Maybe your soccer team, Linda; evidently a brilliant one. We’re just back
home from a sunny afternoon’s walk to find you’re World Champs again, so
congrats.
I might stay on topic next time...
Mike
Sent from my iPad
> On 7 Jul 2019, at 12:48, Linda Alvord <[email protected]> wrote:
>
> I just began to untangle this long story.
>
> Want a big surprise?
>
> Then try this!
> z =: 0 : 0
> A001|B002
> C003|A001|B002
> B002|A001
> C003|D004|A001
> E005|F006
> D004|C003
> )
> load 'debug'
> dissect 'z'
>
> Cheer on out soccer team, too.
>
> Linda
>
>
> -----Original Message-----
> From: Programming <[email protected]> On Behalf Of
> Louis de Forcrand
> Sent: Friday, July 5, 2019 10:36 PM
> To: [email protected]
> Subject: Re: [Jprogramming] How to improve speed searching for substrings
> using "E."?
>
> Hi again,
>
> I’m back with a speedier solution.
> comaxs is a conjunction, and if P is a boolean-valued dyadic verb and L any
> monadic verb on the items of the array A, P comaxs L A does the following:
>
> P and L are supposed to represent orderings on the elements of y. P
> represents a partial order, such that x P y says whether x is less than or
> equal to y for x and y any items of A. L is a “labelling” of the items of A,
> which represents a _total_ order compatible with P, in the sense that x P y
> implies that (L x) <: L y (or more generally that L x comes first in /:~(L
> x),L y).
>
> Then the result of the computation is the set of maximal items of A for the
> partial order P, that is, items not less than any other item.
>
> As mentioned earlier, the particular problem of inclusion of part number
> lists is a special case of this; indeed we can take
>
> P=: +./@E.&>
> L=: #@>
>
> since, for part number lists (or any kind of lists) x and y, if x is included
> in y, then certainly #x is no larger than #y.
>
> To measure performance we need a big, rather random dataset. Unfortunately I
> don’t know of any place I can find huge lists of part numbers, some of which
> include others, but if we look instead at lists of letters, we have a great
> data source which is the dictionary.
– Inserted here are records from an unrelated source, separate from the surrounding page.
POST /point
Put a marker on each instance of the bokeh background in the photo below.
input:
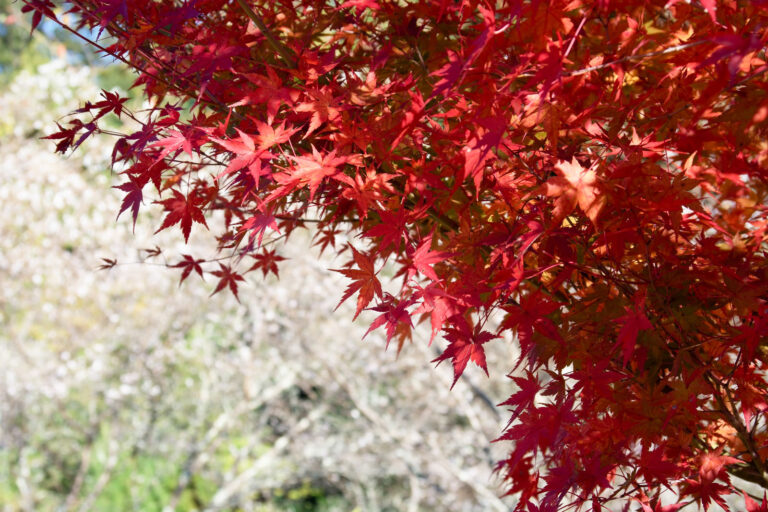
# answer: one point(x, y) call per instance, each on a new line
point(122, 391)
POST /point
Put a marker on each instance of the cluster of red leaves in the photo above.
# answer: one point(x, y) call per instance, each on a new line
point(596, 172)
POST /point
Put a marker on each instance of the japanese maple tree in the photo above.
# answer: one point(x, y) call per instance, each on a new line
point(593, 173)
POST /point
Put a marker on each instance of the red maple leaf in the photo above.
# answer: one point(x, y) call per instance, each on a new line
point(189, 264)
point(364, 281)
point(227, 278)
point(465, 345)
point(184, 211)
point(574, 186)
point(133, 198)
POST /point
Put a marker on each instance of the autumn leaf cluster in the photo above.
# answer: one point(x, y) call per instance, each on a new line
point(594, 174)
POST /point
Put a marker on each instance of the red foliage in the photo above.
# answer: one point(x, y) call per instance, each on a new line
point(595, 171)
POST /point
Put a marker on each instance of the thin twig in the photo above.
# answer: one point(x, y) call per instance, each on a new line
point(671, 49)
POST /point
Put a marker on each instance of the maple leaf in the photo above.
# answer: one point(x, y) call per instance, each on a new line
point(465, 345)
point(312, 170)
point(574, 186)
point(189, 264)
point(439, 304)
point(752, 505)
point(182, 210)
point(266, 261)
point(633, 322)
point(176, 141)
point(133, 198)
point(361, 5)
point(423, 258)
point(227, 278)
point(257, 225)
point(526, 397)
point(393, 313)
point(364, 281)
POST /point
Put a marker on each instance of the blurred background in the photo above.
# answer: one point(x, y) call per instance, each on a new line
point(122, 391)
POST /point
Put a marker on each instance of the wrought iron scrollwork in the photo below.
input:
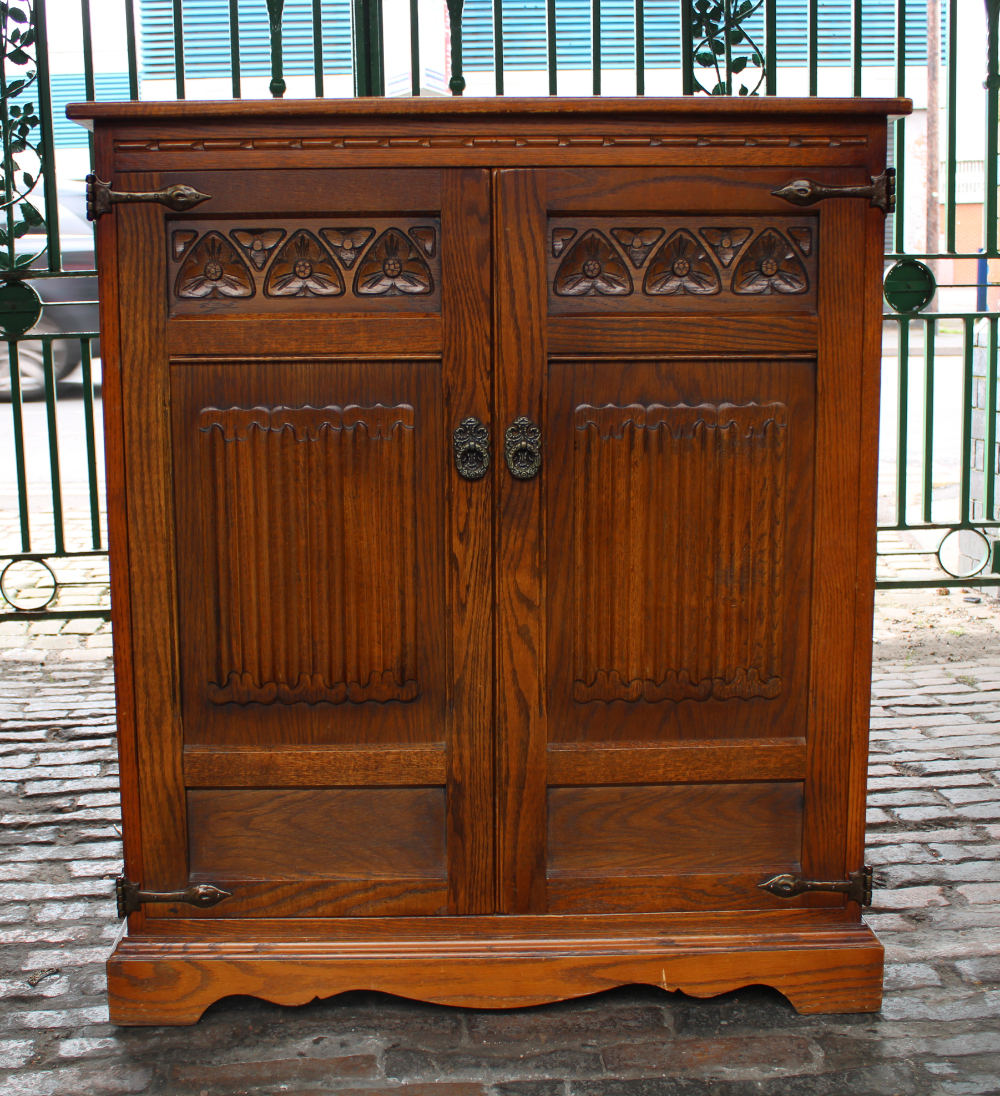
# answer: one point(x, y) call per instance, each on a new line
point(101, 197)
point(881, 194)
point(472, 448)
point(858, 886)
point(129, 897)
point(522, 448)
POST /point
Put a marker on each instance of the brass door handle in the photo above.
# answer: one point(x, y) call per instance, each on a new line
point(881, 194)
point(472, 448)
point(129, 897)
point(522, 448)
point(101, 197)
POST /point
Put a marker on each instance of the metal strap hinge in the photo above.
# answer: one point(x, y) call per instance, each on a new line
point(858, 886)
point(131, 897)
point(101, 197)
point(881, 194)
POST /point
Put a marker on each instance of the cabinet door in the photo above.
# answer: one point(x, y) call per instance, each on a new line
point(309, 573)
point(675, 588)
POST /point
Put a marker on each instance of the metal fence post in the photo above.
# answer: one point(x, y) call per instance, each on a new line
point(368, 55)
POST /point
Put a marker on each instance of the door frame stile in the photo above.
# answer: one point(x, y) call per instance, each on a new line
point(147, 440)
point(466, 366)
point(519, 378)
point(838, 467)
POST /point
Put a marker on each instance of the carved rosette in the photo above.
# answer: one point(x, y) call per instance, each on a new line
point(682, 265)
point(304, 269)
point(770, 265)
point(591, 267)
point(214, 269)
point(393, 266)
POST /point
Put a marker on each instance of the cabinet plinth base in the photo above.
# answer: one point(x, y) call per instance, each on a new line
point(155, 979)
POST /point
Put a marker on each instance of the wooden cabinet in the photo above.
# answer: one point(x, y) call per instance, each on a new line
point(492, 501)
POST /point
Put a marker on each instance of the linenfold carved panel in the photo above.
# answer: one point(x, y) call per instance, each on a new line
point(308, 518)
point(305, 265)
point(689, 502)
point(681, 264)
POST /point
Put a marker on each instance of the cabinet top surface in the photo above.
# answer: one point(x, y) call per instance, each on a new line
point(458, 109)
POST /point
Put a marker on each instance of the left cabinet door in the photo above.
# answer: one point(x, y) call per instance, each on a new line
point(308, 572)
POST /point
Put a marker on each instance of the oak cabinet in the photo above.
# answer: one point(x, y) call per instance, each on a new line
point(491, 488)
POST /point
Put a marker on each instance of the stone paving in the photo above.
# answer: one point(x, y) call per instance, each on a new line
point(934, 840)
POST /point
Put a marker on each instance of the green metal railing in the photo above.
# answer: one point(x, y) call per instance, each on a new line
point(724, 47)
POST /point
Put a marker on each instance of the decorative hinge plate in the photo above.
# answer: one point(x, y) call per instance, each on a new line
point(858, 886)
point(131, 897)
point(881, 194)
point(101, 197)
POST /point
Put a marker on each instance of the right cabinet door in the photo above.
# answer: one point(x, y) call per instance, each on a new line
point(691, 538)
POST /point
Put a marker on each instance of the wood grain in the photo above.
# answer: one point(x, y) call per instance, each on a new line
point(311, 337)
point(467, 353)
point(297, 834)
point(681, 334)
point(307, 766)
point(520, 559)
point(718, 761)
point(151, 555)
point(675, 830)
point(827, 968)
At the following website we can find a
> quite huge file words_alpha.txt containing lots (too many for any of my
> devices probably) of english words, many of which are included in others:
>
> https://eur03.safelinks.protection.outlook.com/?url=https%3A%2F%2Fgithub.com%2Fdwyl%2Fenglish-words&data=02%7C01%7C%7Cb8f0e8413c844f0eca3008d701baa2cc%7C84df9e7fe9f640afb435aaaaaaaaaaaa%7C1%7C0%7C636979773413990492&sdata=xJqkJsb2SA%2BJnXwgnp6K%2BNCxpdQZPbldQZfjOHQ079o%3D&reserved=0
>
> Running freads on it allows us to try out cmaxs on a part of the English
> language. Sadly though I’m on my phone right now, and I can’t freads
> downloaded files, so either I’ll do it at a later time or someone else can
> try.
>
> The code works thanks to the previous observation used in fastmax that we can
> safely remove an element a from A that is included in another element, and no
> longer check other items for inclusion in a. The reason this verb is much
> faster than fastmax is because now we also know that if #x is greater than #y
> then we never have to check if x is included in y. (More generally, (L x) > L
> y implies -. x P y.) We therefore sort A by decreasing list length (L value)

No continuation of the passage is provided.